I am trying to fetch the content of a file using a ‘raw’ URL ( That file is from a private repository in an Organization using SSO. I can fetch the file using a Personal Access Token (PAT), but not using an OAuth access token.

Here is what I did:

  1. I created a PAT and enabled SSO for that token.(GITHUB_PAT_TOKEN=ghp_MNxHStN2MYXzD..........GI3zSBZ9)
  2. I created an OAuth application in my organization (to be transparent, I first created it under my account and transferred ownership to my org afterward)
  3. I requested an OAuth token using my registered application clientID and secret. (GITHUB_OAUTH_TOKEN=gho_bosr611HZ1Don..........VO0XWMr7)

I can hit using both PAT or OAuth token and I get a valid JSON describing my user:

curl  -X GET -H "Authorization: token $GITHUB_PAT_TOKEN"   -H "Accept: application/vnd.github.v3+json"
curl  -X GET -H "Authorization: token $GITHUB_OAUTH_TOKEN"   -H "Accept: application/vnd.github.v3+json"

So this tells me that my PAT and OAuth tokens are valid.

When I try to fetch a file from a private repository, only the call using the PAT works:

# No Authorization header
curl  -X GET
404: Not Found

# Using Authorization header with OAuth access token
curl  -X GET -H "Authorization: token $GITHUB_OAUTH_TOKEN"
404: Not Found

# Using Authorization header with PAT
curl  -X GET -H "Authorization: token $GITHUB_PAT_TOKEN"
<content of file.yaml>

What’s missing to make this work using my OAuth access token?
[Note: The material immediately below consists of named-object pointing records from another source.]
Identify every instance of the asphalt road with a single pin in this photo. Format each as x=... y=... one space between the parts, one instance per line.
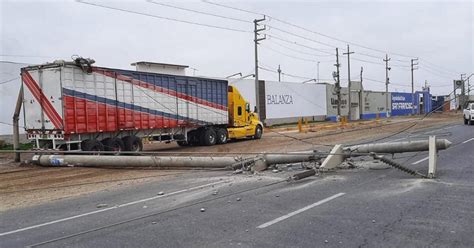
x=347 y=208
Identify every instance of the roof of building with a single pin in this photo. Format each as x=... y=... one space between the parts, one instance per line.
x=158 y=64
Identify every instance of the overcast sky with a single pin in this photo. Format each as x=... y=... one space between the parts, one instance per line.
x=440 y=33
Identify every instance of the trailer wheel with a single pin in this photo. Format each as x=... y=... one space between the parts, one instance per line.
x=132 y=143
x=113 y=145
x=258 y=132
x=208 y=137
x=92 y=146
x=221 y=136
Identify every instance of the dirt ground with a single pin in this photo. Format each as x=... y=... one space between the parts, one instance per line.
x=23 y=185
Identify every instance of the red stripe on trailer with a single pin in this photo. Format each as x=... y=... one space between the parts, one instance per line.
x=160 y=89
x=42 y=99
x=78 y=120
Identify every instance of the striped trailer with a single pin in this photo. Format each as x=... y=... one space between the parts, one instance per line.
x=71 y=107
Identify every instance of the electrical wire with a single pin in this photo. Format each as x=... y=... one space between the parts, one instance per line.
x=299 y=44
x=288 y=55
x=296 y=50
x=164 y=18
x=307 y=30
x=299 y=36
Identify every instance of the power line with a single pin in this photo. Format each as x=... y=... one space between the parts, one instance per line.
x=440 y=70
x=164 y=18
x=287 y=74
x=298 y=51
x=433 y=72
x=199 y=12
x=439 y=67
x=290 y=56
x=306 y=29
x=24 y=56
x=298 y=44
x=234 y=8
x=300 y=36
x=270 y=18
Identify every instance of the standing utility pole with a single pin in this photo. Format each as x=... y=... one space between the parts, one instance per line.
x=348 y=53
x=413 y=64
x=279 y=73
x=256 y=40
x=338 y=85
x=386 y=84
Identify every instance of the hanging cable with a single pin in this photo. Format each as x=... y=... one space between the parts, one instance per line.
x=198 y=12
x=164 y=18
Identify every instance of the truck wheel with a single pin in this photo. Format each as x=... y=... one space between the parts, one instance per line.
x=258 y=132
x=132 y=143
x=113 y=145
x=92 y=146
x=208 y=137
x=221 y=136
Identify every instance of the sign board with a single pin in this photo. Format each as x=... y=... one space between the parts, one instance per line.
x=402 y=103
x=284 y=100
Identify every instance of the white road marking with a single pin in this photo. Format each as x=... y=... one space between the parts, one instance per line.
x=421 y=160
x=471 y=139
x=108 y=209
x=284 y=217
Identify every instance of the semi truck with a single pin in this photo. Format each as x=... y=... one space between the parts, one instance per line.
x=74 y=105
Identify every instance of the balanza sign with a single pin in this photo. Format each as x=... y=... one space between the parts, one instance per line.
x=279 y=99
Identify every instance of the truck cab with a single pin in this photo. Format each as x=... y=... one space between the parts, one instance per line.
x=468 y=114
x=243 y=123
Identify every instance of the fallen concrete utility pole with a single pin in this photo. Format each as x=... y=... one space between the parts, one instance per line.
x=397 y=147
x=339 y=153
x=163 y=162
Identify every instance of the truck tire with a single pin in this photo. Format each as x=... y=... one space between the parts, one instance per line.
x=132 y=143
x=221 y=134
x=258 y=132
x=92 y=146
x=208 y=137
x=113 y=145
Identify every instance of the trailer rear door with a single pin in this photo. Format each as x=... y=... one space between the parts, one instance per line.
x=42 y=99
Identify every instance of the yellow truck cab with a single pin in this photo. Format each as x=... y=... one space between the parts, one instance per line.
x=243 y=123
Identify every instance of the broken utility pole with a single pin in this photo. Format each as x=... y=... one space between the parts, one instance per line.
x=349 y=103
x=256 y=40
x=338 y=86
x=387 y=113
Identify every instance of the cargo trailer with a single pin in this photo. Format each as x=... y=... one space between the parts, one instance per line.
x=77 y=106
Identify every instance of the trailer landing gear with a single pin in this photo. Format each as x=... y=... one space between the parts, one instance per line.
x=113 y=145
x=92 y=145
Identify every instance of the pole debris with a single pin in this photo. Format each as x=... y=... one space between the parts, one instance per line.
x=175 y=162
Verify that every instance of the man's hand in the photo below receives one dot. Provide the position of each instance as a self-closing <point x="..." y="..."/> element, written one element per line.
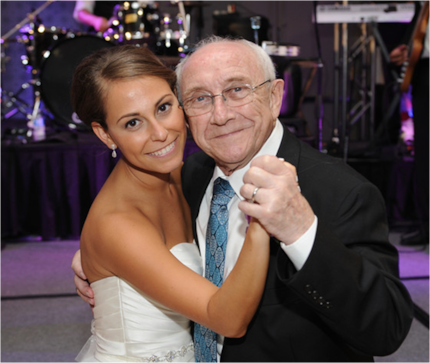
<point x="399" y="55"/>
<point x="278" y="203"/>
<point x="82" y="286"/>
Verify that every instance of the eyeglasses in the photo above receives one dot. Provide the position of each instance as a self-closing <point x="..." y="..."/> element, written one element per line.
<point x="235" y="96"/>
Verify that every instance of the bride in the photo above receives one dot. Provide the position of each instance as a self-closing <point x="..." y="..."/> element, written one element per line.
<point x="137" y="246"/>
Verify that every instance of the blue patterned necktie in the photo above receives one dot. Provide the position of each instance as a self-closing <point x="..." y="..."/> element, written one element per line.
<point x="205" y="340"/>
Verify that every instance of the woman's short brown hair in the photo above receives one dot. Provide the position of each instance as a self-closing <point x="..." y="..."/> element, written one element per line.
<point x="92" y="77"/>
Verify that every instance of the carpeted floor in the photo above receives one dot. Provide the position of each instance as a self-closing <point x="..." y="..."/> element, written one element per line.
<point x="42" y="320"/>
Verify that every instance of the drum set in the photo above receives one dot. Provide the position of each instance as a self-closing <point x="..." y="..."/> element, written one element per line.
<point x="52" y="54"/>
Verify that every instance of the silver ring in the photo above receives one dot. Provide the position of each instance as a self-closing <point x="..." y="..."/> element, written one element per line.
<point x="254" y="194"/>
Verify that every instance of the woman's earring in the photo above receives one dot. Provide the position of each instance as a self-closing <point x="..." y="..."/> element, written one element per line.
<point x="113" y="147"/>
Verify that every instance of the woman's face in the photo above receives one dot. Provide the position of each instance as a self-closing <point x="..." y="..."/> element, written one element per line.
<point x="146" y="123"/>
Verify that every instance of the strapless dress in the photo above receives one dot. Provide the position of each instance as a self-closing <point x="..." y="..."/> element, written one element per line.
<point x="129" y="326"/>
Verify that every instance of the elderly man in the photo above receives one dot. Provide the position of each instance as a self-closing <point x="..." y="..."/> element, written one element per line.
<point x="332" y="293"/>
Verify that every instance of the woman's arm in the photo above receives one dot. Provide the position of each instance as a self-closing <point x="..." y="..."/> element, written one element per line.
<point x="142" y="259"/>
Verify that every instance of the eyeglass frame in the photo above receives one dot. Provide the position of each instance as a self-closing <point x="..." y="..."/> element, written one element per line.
<point x="252" y="89"/>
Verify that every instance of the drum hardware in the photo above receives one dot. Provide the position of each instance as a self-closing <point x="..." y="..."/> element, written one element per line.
<point x="37" y="111"/>
<point x="133" y="22"/>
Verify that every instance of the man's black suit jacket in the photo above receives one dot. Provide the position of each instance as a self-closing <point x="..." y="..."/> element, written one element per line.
<point x="346" y="304"/>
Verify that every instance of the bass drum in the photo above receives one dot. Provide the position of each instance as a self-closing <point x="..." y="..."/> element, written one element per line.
<point x="57" y="73"/>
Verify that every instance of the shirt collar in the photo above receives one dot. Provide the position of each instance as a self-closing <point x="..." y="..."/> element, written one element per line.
<point x="270" y="147"/>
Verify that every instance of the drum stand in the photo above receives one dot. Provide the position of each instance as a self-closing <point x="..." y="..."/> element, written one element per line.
<point x="35" y="118"/>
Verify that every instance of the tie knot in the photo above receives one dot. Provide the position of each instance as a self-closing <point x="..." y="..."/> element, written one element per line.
<point x="222" y="192"/>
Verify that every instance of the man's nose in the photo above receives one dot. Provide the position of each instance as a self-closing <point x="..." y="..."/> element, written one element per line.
<point x="220" y="110"/>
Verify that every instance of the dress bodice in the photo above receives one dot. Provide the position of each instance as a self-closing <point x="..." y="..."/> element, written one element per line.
<point x="129" y="326"/>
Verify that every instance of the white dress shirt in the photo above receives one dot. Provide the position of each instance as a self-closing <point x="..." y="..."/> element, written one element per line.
<point x="298" y="252"/>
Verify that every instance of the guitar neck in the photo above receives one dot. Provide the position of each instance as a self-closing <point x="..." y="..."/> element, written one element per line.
<point x="415" y="47"/>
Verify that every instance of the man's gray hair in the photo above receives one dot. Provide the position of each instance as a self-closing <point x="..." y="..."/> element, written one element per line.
<point x="262" y="57"/>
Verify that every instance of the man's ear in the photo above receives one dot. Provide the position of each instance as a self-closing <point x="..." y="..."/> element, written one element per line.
<point x="277" y="91"/>
<point x="102" y="134"/>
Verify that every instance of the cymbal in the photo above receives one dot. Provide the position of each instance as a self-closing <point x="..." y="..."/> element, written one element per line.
<point x="190" y="4"/>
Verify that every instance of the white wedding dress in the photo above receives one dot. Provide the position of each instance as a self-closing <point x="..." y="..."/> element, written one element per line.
<point x="129" y="326"/>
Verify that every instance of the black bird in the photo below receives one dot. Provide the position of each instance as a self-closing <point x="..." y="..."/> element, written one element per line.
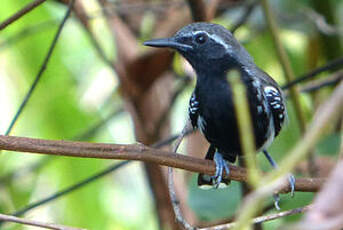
<point x="213" y="52"/>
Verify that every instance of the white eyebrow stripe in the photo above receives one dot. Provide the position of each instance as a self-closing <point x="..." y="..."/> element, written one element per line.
<point x="214" y="37"/>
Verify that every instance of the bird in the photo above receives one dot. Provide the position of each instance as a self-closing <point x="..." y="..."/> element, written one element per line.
<point x="213" y="52"/>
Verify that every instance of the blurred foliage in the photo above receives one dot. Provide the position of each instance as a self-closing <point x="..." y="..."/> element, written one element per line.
<point x="78" y="90"/>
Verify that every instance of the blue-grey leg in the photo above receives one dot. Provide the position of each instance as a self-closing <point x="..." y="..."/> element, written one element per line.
<point x="291" y="180"/>
<point x="221" y="164"/>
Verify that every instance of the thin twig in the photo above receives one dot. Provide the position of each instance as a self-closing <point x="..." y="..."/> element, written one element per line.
<point x="70" y="188"/>
<point x="134" y="152"/>
<point x="248" y="9"/>
<point x="285" y="64"/>
<point x="171" y="187"/>
<point x="42" y="68"/>
<point x="27" y="32"/>
<point x="262" y="219"/>
<point x="20" y="13"/>
<point x="35" y="223"/>
<point x="316" y="85"/>
<point x="337" y="63"/>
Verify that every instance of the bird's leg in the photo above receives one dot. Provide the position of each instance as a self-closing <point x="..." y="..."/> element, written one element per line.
<point x="220" y="165"/>
<point x="291" y="180"/>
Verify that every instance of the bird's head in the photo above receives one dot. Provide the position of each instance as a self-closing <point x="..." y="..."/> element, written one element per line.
<point x="206" y="46"/>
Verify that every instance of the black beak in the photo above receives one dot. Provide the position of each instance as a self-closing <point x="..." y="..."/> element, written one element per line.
<point x="168" y="42"/>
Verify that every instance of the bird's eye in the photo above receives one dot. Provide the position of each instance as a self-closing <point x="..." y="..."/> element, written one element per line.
<point x="201" y="38"/>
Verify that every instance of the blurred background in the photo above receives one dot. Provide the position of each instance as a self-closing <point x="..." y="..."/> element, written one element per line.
<point x="102" y="85"/>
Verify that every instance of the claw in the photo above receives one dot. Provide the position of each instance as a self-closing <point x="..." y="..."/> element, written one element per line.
<point x="291" y="180"/>
<point x="220" y="165"/>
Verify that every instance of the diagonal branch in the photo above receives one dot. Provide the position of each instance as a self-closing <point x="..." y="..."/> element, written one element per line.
<point x="135" y="152"/>
<point x="21" y="13"/>
<point x="14" y="219"/>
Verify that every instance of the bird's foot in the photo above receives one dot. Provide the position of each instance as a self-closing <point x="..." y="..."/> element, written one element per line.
<point x="221" y="164"/>
<point x="291" y="180"/>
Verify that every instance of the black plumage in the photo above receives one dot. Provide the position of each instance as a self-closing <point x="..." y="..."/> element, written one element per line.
<point x="213" y="52"/>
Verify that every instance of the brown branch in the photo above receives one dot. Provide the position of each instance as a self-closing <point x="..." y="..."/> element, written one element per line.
<point x="21" y="13"/>
<point x="135" y="152"/>
<point x="262" y="219"/>
<point x="14" y="219"/>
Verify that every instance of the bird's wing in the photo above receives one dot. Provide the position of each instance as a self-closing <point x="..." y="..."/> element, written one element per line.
<point x="277" y="106"/>
<point x="193" y="110"/>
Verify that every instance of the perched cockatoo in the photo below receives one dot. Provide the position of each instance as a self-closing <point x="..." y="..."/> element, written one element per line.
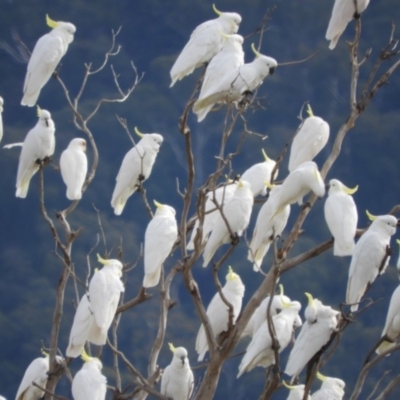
<point x="46" y="55"/>
<point x="341" y="217"/>
<point x="84" y="328"/>
<point x="1" y="117"/>
<point x="331" y="388"/>
<point x="259" y="175"/>
<point x="73" y="166"/>
<point x="236" y="84"/>
<point x="312" y="337"/>
<point x="298" y="183"/>
<point x="222" y="195"/>
<point x="218" y="311"/>
<point x="205" y="42"/>
<point x="259" y="352"/>
<point x="368" y="256"/>
<point x="135" y="168"/>
<point x="296" y="392"/>
<point x="311" y="311"/>
<point x="343" y="12"/>
<point x="229" y="58"/>
<point x="161" y="234"/>
<point x="36" y="372"/>
<point x="311" y="138"/>
<point x="89" y="382"/>
<point x="392" y="325"/>
<point x="177" y="381"/>
<point x="38" y="146"/>
<point x="269" y="224"/>
<point x="105" y="289"/>
<point x="237" y="213"/>
<point x="260" y="314"/>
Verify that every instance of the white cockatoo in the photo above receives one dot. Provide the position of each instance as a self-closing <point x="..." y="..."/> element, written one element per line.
<point x="236" y="84"/>
<point x="159" y="239"/>
<point x="392" y="325"/>
<point x="298" y="183"/>
<point x="259" y="352"/>
<point x="269" y="224"/>
<point x="36" y="372"/>
<point x="135" y="168"/>
<point x="38" y="146"/>
<point x="311" y="138"/>
<point x="1" y="118"/>
<point x="89" y="382"/>
<point x="177" y="381"/>
<point x="84" y="328"/>
<point x="229" y="58"/>
<point x="331" y="388"/>
<point x="312" y="337"/>
<point x="343" y="12"/>
<point x="73" y="166"/>
<point x="368" y="256"/>
<point x="259" y="175"/>
<point x="237" y="213"/>
<point x="341" y="217"/>
<point x="105" y="289"/>
<point x="218" y="311"/>
<point x="222" y="195"/>
<point x="205" y="42"/>
<point x="260" y="314"/>
<point x="46" y="55"/>
<point x="296" y="392"/>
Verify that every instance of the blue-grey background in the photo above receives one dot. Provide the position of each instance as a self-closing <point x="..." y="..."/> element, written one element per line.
<point x="153" y="33"/>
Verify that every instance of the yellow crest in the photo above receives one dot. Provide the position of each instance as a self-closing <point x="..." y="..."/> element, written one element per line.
<point x="51" y="23"/>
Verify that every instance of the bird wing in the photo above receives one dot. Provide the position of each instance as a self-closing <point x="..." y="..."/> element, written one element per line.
<point x="36" y="371"/>
<point x="46" y="54"/>
<point x="341" y="217"/>
<point x="160" y="236"/>
<point x="204" y="43"/>
<point x="310" y="340"/>
<point x="80" y="329"/>
<point x="364" y="267"/>
<point x="89" y="384"/>
<point x="73" y="165"/>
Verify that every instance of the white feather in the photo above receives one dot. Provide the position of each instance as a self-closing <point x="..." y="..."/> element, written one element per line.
<point x="301" y="181"/>
<point x="221" y="196"/>
<point x="84" y="328"/>
<point x="177" y="381"/>
<point x="237" y="213"/>
<point x="269" y="224"/>
<point x="218" y="311"/>
<point x="105" y="289"/>
<point x="259" y="351"/>
<point x="341" y="217"/>
<point x="89" y="383"/>
<point x="312" y="337"/>
<point x="73" y="165"/>
<point x="45" y="57"/>
<point x="311" y="138"/>
<point x="38" y="145"/>
<point x="342" y="13"/>
<point x="137" y="163"/>
<point x="204" y="43"/>
<point x="367" y="258"/>
<point x="235" y="84"/>
<point x="160" y="236"/>
<point x="392" y="324"/>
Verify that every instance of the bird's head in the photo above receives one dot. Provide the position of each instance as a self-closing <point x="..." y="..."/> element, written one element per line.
<point x="113" y="264"/>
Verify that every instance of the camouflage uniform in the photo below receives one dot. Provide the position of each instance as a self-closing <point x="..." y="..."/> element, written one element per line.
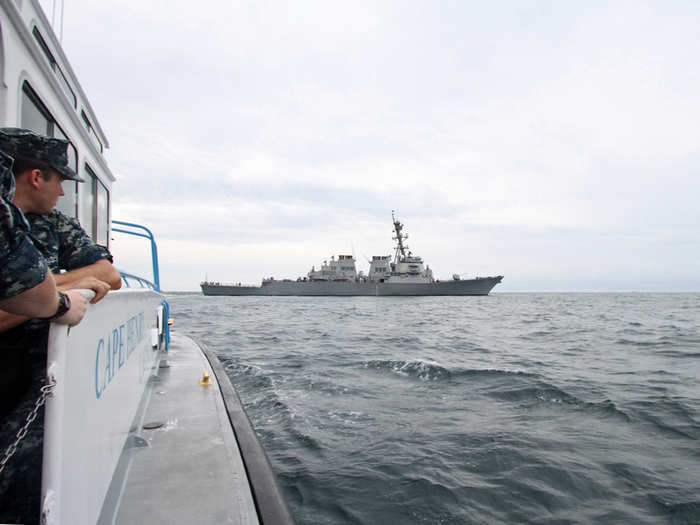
<point x="22" y="266"/>
<point x="63" y="242"/>
<point x="64" y="245"/>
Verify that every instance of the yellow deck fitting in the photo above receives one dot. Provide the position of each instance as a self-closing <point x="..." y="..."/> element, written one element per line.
<point x="206" y="380"/>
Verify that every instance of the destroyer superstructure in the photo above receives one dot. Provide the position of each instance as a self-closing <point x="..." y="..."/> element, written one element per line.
<point x="405" y="274"/>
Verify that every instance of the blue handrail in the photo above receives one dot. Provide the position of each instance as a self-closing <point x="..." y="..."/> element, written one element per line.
<point x="154" y="249"/>
<point x="155" y="285"/>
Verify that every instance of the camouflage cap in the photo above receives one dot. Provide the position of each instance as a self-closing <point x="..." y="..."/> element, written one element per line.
<point x="52" y="151"/>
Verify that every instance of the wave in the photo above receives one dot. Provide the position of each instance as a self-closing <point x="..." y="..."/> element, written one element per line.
<point x="425" y="370"/>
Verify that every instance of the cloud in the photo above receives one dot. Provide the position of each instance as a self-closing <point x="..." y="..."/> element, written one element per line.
<point x="547" y="141"/>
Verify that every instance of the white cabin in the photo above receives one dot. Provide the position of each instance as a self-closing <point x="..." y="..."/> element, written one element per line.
<point x="39" y="91"/>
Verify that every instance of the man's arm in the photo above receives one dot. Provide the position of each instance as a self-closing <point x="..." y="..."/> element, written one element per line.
<point x="101" y="270"/>
<point x="39" y="301"/>
<point x="10" y="320"/>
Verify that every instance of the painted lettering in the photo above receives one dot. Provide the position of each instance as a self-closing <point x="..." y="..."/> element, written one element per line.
<point x="114" y="350"/>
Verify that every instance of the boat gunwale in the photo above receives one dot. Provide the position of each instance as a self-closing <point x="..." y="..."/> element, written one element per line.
<point x="270" y="503"/>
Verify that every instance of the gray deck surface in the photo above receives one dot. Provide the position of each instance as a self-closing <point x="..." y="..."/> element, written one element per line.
<point x="191" y="471"/>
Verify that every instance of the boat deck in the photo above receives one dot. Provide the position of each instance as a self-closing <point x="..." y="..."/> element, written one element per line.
<point x="189" y="468"/>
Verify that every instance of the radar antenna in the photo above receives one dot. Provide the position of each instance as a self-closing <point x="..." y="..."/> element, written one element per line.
<point x="400" y="237"/>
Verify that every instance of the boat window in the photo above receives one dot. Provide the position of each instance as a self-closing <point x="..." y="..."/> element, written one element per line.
<point x="86" y="208"/>
<point x="62" y="80"/>
<point x="36" y="117"/>
<point x="68" y="203"/>
<point x="91" y="131"/>
<point x="102" y="233"/>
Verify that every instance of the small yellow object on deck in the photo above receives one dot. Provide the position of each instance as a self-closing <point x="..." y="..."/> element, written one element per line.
<point x="206" y="380"/>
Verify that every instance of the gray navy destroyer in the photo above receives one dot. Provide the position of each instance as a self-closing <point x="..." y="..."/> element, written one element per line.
<point x="404" y="275"/>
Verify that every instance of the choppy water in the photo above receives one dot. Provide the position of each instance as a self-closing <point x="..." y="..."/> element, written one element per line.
<point x="512" y="408"/>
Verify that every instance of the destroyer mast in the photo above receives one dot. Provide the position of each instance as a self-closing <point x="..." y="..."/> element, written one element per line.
<point x="400" y="254"/>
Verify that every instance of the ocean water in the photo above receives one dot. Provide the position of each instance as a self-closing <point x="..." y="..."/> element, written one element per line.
<point x="511" y="408"/>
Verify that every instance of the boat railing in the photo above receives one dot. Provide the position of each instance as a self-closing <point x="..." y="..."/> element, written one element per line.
<point x="137" y="230"/>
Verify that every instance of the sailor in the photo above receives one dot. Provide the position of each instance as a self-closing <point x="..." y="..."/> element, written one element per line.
<point x="41" y="163"/>
<point x="26" y="285"/>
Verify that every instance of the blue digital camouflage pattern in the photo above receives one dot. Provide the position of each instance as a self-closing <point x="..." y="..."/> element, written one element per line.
<point x="22" y="265"/>
<point x="63" y="242"/>
<point x="20" y="142"/>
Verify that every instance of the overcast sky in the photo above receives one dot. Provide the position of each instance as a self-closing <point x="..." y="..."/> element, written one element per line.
<point x="556" y="143"/>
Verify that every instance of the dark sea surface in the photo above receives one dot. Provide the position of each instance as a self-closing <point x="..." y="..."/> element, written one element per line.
<point x="511" y="408"/>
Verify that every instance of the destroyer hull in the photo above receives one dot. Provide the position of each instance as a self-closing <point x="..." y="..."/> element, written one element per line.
<point x="480" y="286"/>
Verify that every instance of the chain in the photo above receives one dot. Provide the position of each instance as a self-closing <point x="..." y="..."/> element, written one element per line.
<point x="46" y="391"/>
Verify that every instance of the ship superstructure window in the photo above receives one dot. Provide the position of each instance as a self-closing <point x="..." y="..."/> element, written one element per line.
<point x="102" y="224"/>
<point x="94" y="207"/>
<point x="91" y="131"/>
<point x="36" y="117"/>
<point x="62" y="80"/>
<point x="87" y="208"/>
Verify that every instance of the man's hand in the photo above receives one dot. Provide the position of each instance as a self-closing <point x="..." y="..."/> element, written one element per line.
<point x="88" y="283"/>
<point x="78" y="307"/>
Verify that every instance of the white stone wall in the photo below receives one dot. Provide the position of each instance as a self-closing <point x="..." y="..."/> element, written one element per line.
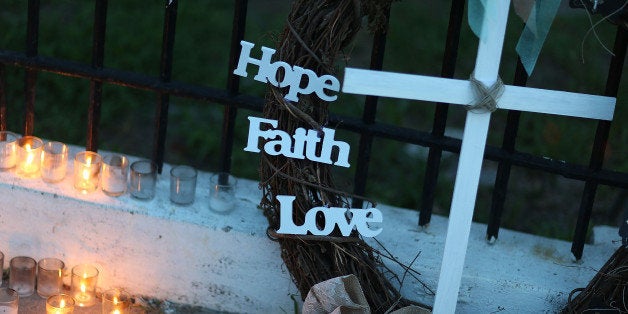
<point x="225" y="262"/>
<point x="184" y="254"/>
Is it something even possible?

Note: To give more context on what I am trying to do, I have an application using Keycloak as an Identity Broker and GitHub is a configured Identity Provider. The OAuth application that I registered at the start of this post is for Keycloak. A user can authenticate to my application using GitHub as the identity provider. Once authenticated, Keycloak stores the token returned by GitHub and the user can retrieve it on demand to access files in GitHub.

The solution to my problem was a missing scope when requesting an OAuth token. I needed to add repo as scope. By default, it was only user:email.